You need no further proof of Darcey Bussell's star status than the fact that it was standing-room only in the antiquated, un-air-conditioned Opera House. Sweat? I nearly bought a Lottery ticket. The packed house was there to watch Bussell add Giselle to her other triumphs. On paper, she shouldn't be able to get her legs round choreography conceived for a smaller, nippier dancer. But then on paper bees can't fly. In practice the young star breezed through the steps, although the grandeur and clarity of her dancing was a little unexpected in the pastoral first act. Some dancers see Giselle as a flaky, melancholy girl already boureeing on the brink of mental illness; others prefer to contrast the happy peasant with the suicidal jilt. Bussell has plumped for the second option: a wise move. Her obviously robust health and serene manner would make it hard for her to suggest long-standing neurosis. Instead she implodes suddenly and terribly, her face crumpled into an ugly mask of pain from the moment her lover takes Bathilde's hand. The source of Bussell's intensely felt interpretations has always been a mystery. Somewhere between class and performance the alchemy occurs, but the roots of this dramatic intelligence remain a secret between her and her repetiteur.
Her partner was Jonathan Cope, who retains his elevation and neat beaten jumps. Russian ballet used to have all the good men, but the Kirov would kill for Cope now: tall, handsome, considerate, and with all his own hair.
Not that hair is required for the bald male lead in the Fountain of Bakhchisarai, Rotislav Zakharov's 1934 ballet based on Pushkin's poem about a Tartar chieftain's love for a captured Polish princess.
We open in Poland, where hideously dressed character dancers party lustily on the castle terraces.

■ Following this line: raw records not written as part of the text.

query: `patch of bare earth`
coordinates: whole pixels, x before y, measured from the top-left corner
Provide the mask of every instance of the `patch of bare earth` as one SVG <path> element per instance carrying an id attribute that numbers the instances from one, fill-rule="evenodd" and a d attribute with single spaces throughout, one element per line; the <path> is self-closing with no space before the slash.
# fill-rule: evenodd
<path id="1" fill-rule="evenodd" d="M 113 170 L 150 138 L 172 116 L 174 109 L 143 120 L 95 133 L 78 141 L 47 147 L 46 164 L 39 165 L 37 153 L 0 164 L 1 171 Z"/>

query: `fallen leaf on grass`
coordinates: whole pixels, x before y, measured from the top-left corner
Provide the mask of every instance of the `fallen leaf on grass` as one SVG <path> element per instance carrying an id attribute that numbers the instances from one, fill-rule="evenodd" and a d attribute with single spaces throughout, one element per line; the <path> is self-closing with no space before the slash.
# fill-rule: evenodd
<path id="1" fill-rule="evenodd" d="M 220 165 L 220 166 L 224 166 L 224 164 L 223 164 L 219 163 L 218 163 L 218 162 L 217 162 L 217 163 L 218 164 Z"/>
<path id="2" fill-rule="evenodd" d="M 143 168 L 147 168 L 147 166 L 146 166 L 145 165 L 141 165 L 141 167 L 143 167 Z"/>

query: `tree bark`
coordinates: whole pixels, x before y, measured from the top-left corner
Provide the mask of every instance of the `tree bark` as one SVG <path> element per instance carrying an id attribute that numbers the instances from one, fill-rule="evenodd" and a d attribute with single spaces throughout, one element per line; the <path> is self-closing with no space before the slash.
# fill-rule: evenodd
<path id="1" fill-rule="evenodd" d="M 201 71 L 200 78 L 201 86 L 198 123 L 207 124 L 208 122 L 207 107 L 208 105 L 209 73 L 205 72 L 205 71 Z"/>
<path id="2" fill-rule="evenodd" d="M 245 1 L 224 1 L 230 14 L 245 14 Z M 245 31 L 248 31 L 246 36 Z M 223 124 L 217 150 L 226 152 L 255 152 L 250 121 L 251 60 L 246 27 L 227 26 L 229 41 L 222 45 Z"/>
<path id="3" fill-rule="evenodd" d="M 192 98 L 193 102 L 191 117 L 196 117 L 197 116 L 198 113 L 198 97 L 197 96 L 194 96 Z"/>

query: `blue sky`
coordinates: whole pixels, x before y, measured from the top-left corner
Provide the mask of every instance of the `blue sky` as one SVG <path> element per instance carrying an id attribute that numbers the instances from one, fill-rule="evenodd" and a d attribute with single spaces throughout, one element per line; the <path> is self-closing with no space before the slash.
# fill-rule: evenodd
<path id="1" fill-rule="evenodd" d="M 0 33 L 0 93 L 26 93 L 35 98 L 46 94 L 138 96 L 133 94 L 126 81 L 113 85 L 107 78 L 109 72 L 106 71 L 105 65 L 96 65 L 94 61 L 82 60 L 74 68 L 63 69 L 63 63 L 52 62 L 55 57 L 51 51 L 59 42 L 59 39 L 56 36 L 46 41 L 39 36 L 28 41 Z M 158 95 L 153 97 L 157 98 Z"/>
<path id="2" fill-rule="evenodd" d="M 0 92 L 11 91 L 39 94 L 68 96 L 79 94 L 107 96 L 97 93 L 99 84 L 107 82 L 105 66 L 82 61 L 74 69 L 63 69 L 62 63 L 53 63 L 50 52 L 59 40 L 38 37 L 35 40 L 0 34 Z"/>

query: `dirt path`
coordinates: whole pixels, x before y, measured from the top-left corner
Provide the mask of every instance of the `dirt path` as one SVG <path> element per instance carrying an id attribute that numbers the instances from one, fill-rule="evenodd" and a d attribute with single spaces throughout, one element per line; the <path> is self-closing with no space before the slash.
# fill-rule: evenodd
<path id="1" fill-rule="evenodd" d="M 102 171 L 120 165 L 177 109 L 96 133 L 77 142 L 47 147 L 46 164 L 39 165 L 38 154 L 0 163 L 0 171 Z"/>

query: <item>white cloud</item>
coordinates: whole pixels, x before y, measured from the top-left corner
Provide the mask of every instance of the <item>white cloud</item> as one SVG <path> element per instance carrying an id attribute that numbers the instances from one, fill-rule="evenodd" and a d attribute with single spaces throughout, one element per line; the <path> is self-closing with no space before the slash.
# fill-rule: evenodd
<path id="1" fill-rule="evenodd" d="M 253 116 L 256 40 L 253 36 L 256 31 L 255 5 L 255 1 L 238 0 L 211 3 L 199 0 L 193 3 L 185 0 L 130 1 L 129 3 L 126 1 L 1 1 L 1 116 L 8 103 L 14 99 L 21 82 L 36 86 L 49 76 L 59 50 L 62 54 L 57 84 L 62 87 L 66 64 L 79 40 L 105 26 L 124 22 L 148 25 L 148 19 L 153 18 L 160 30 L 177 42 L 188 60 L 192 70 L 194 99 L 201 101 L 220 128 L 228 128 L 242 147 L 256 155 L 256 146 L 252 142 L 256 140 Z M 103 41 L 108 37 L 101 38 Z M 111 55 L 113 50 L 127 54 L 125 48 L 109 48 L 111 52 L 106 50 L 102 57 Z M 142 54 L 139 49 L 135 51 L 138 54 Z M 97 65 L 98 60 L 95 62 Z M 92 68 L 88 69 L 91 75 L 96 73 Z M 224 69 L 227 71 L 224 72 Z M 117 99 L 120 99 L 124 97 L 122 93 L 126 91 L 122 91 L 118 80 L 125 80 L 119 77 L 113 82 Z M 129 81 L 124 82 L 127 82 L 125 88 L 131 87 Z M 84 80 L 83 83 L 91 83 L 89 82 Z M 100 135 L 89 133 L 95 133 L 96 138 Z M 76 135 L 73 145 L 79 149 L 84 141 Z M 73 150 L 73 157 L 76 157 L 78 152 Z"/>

Various maidens are abducted, including the Princess (Yulia Makhalina), who snatches up her trusty harp and polyester veil for travelling. On removing this tantalising object, Vladimir Ponomarev's Khan Gurei is astounded by her beauty and begins to quiver and genuflect uncontrollably. Curtain.
It was an uncomfortable audience that descended on the bar. We were hot and irritable and there was an unspoken fear that this revival wasn't going to be one of those pearls that the Kirov culture from a speck of dross, but a genuinely Dreadful Ballet. Nervous laughter rang out.
Act two. Khan Gurei's harem. Soviet choreographers have always had a problem portraying decadence. In Bakhchisarai the pleasures of the harem are largely confined to bare midriffs and unlimited supplies of fresh fruit. Sex is the last thing on anyone's mind - until Her entrance. Nobody had clapped when Makhalina took the stage. The applause for Sylvie Guillem's appearance in act two nearly held up the action. Sylvie is Zarema, favourite of the harem, exquisitely dressed and radiant with happiness at her master's return. On learning of her rival, she decides to dance him into submission in a scintillating solo that showcases all her skills. No dice. He still prefers the imported kind. The man must be mad.
In act three, Khan, amorous in the Kirov's regulation turquoise silk pyjamas, makes a play for his Polish princess. Enter Sylvie, who pleads with, threatens and finally murders her hapless rival. When Gurei draws his dagger to kill her, Guillem merely arches her back to meet the blade. The pride and the anguish in the gesture chill the blood, but it's downhill from there. Zarema is executed, leaving Khan to his memories of Maria, and the grateful audience to its memories of Guillem.
'Bakhchisarai': Coliseum, WC2, 0171 632 8300, ends tomorrow.